While each character controls well overall, moving them around can feel floaty at times. And it's not because the game takes place on the ocean floor, either. Since the game makes heavy use of the platform mechanic, chances are you'll miss a few jumps due to somewhat wonky control.
Attacking enemies using SpongBob's Karate Spin or Patrick's Starspin won't always register a hit, even though you're standing right next to them. This happened rarely, but happen, it did. Also, characters would sometimes fail to latch onto a ledge during prolonged jumping sequences, sending them to the bottom of an abyss.
Throughout the game, you'll be able to upgrade your abilities, including health and attacks, using Manliness Points - the equivalent of gold coins in the Mario universe. Each character can upgrade five main attributes, three of which you need to unlock before you can even use them. Each skill, whether it is SpongeBob's Karate Spin or Patrick's Cartwheel, is noticeable improved with every upgrade, both visually and in attack power. Thankfully, the changes don't come off as arbitrary. Forget to upgrade, and you'll have a tougher time clearing all the stages.
Some character advancement is necessary. For example, you'll need to collect a certain number of special Goofy Goober Tokens to unlock special abilities enabling you to gain access to key areas. The Smash maneuver lets you break open cracked floors and trigger switches on the ground.
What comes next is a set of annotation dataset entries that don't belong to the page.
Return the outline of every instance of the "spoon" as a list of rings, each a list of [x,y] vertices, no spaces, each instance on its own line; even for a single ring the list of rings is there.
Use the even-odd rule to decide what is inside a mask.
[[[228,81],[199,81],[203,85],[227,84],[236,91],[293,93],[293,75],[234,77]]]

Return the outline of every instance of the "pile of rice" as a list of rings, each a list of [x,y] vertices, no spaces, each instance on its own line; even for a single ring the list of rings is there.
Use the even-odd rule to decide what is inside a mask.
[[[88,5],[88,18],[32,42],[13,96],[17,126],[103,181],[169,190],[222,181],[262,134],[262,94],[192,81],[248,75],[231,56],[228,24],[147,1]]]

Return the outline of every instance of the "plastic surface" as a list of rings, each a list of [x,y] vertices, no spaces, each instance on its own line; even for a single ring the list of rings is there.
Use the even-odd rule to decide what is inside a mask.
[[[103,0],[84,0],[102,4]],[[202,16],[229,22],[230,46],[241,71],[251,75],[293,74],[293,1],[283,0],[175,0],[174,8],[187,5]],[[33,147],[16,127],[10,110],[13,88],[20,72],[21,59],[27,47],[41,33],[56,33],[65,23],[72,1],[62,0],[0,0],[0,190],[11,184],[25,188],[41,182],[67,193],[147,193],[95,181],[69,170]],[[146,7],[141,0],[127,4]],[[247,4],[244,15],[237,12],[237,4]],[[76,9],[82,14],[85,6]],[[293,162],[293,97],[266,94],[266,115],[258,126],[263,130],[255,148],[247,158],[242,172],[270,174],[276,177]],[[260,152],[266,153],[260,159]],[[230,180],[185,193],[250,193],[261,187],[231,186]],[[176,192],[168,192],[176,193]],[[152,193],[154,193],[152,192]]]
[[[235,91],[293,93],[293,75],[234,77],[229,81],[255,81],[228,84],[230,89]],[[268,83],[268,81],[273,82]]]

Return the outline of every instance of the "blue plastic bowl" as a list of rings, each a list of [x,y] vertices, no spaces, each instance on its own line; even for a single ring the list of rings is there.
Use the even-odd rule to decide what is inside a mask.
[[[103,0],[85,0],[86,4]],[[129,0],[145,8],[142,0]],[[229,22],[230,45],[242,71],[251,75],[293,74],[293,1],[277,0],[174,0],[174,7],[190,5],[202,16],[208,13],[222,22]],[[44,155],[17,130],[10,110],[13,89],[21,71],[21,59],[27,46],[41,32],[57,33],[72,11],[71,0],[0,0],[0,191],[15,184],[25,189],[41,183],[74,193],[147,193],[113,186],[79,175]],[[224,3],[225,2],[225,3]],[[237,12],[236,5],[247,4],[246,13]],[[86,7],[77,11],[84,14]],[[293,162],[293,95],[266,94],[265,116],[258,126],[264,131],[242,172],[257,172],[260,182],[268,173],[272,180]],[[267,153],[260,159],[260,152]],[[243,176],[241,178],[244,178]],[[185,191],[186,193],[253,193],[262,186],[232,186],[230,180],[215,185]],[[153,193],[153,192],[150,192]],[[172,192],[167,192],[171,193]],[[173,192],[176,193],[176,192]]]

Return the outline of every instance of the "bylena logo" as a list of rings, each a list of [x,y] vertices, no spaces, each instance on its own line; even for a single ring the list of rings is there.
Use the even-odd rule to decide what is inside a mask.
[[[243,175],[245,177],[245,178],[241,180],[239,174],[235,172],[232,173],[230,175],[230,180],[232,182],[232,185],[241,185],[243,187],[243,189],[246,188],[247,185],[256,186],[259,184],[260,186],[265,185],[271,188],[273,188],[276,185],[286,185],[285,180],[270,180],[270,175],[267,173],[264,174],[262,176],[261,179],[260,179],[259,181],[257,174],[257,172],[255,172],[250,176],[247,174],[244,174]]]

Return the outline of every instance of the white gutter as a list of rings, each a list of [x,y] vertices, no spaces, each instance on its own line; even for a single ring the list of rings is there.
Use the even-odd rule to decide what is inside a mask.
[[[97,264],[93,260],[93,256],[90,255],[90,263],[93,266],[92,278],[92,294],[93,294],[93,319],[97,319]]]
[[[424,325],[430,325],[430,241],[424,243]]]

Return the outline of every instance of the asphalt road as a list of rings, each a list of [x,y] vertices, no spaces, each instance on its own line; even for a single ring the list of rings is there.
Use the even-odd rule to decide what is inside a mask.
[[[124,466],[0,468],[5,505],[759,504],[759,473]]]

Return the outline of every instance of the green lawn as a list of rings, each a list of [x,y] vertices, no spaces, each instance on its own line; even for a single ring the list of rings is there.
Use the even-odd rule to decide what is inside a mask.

Likewise, the Sonic Wave Guitar, which shoots controllable sonic waves, is necessary to clear one of the game's earlier stages. You can collect Goofy Goober Tokens in a number of ways. The coolest way, however, is during the game's driving and sliding stages.
Driving and sliding is a new element in The SpongeBob SquarePants Movie, and it just happens to be the best thing about it. In fact, the driving sequences deliver more of a challenge (not to mention thrills) than a majority of the platform stages. During these stages, of which there are several, you get to drive an enormous hamburger and slide using an old bathtub.
Control for both feels responsive and smooth. In fact, throttling through caves on a bathtub and jetting through Bikini Bottom on a fast moving burger feels better than all of the platforming jumping. You'll need to jump over spikes, dodge boulders and maneuver oils spills. You'll also collect Nitrous to boost your ride before hitting ramps, sending you tearing through the air (or water, rather.)
The first time you encounter a driving or sliding stage, your only objective is to clear it. Later, you'll need to return to each of them and re-play them as Time Challenges, Ring Challenges (drive through a set of rings without missing a single one) and Macho Challenges (same as Time Challenge only less forgiving) to earn extra Goofy Goober Tokens. The only complaint: the sliding stages feel like they go on forever.
Still, they're all visually awesome and dish out a ton of fun. And driving isn't only thing you'll be doing in addition to platforming. You'll also navigate Floating Block Challenges (think Mario 64) and SpongeBall Challenges (think Super Monkey Ball.) Each challenge adds a ton of diversity to the game and offers a challenge. Beat any of these stages in the first few tries and you may just qualify for some kind of macho medal of your very own.